Impossible
Un face à face à couteaux tirés entre un criminel présumé et le magistrat qui a la charge de lui soutirer des aveux. On aurait tort de penser que l’intérêt de ce roman se limite au jeu de dupes qui les oppose. La confrontation entre le vieux militant de gauche et le jeune magistrat permet à Erri De Luca de jauger notre époque, de la comparer à un temps où l’engagement, la foi et la conscience collective l’emportaient sur l’ambition individuelle.

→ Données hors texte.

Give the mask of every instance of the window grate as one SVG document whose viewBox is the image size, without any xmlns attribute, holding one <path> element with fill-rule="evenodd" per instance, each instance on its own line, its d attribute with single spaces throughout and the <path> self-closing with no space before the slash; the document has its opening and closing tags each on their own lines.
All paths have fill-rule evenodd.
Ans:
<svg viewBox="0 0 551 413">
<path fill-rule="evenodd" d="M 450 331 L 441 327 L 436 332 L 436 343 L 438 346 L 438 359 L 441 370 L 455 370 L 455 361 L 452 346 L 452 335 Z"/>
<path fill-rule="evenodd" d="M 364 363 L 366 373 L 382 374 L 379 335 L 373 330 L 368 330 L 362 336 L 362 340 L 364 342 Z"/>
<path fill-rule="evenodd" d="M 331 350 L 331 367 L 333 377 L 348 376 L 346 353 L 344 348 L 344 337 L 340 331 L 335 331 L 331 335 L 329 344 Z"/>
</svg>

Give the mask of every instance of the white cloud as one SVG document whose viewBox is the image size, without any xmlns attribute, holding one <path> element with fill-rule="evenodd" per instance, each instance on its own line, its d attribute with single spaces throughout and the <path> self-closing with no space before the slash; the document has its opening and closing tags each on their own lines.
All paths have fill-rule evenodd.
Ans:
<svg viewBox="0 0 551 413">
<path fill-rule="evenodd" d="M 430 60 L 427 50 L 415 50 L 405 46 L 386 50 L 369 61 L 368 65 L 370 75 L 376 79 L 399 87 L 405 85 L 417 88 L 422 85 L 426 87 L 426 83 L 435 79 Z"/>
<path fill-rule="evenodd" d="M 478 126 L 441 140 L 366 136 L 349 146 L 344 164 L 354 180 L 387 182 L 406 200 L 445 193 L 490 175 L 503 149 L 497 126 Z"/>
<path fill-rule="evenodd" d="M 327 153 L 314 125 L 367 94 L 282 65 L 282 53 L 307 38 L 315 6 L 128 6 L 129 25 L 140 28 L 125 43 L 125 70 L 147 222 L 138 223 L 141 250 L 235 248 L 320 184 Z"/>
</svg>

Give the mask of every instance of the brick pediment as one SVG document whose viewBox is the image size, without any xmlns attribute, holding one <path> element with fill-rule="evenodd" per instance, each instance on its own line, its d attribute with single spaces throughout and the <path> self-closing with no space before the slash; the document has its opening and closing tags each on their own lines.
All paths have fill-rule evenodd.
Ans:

Le magistrat fait non seulement le procès d’un homme, il fait le procès de ces terribles années de plomb (en Italie) auxquelles l’accusé a fièrement et activement participé. Années de plomb, poids sur la conscience, lourd secret et cette idée de la justice qui vacille sur la balance de leurs arguments respectifs. Le lecteur est spectateur, pèse le pour et le contre, incapable de départager le représentant de l’état du coupable devenu victime d’un système inégalitaire.
La philosophie du héros illustre également les accusations d’Erri De Luca à l’encontre de notre société contemporaine. Il fait l’éloge de l’inutile (les marches en montagne en sont le symbole), il fuit une société matérialiste dans laquelle il ne se reconnaît plus. C’est d’autant plus douloureux qu’il a sacrifié sa vie pour la changer. Il l’avoue, il est devenu misanthrope, c’est parmi les bêtes qu’il se reconnaît : « j’admire les animaux parce qu’ils réduisent au minimum leur prétention à l’originalité ».
Un livre qui se lit très bien et qui fait réfléchir. Au moins deux raisons de l’acquérir.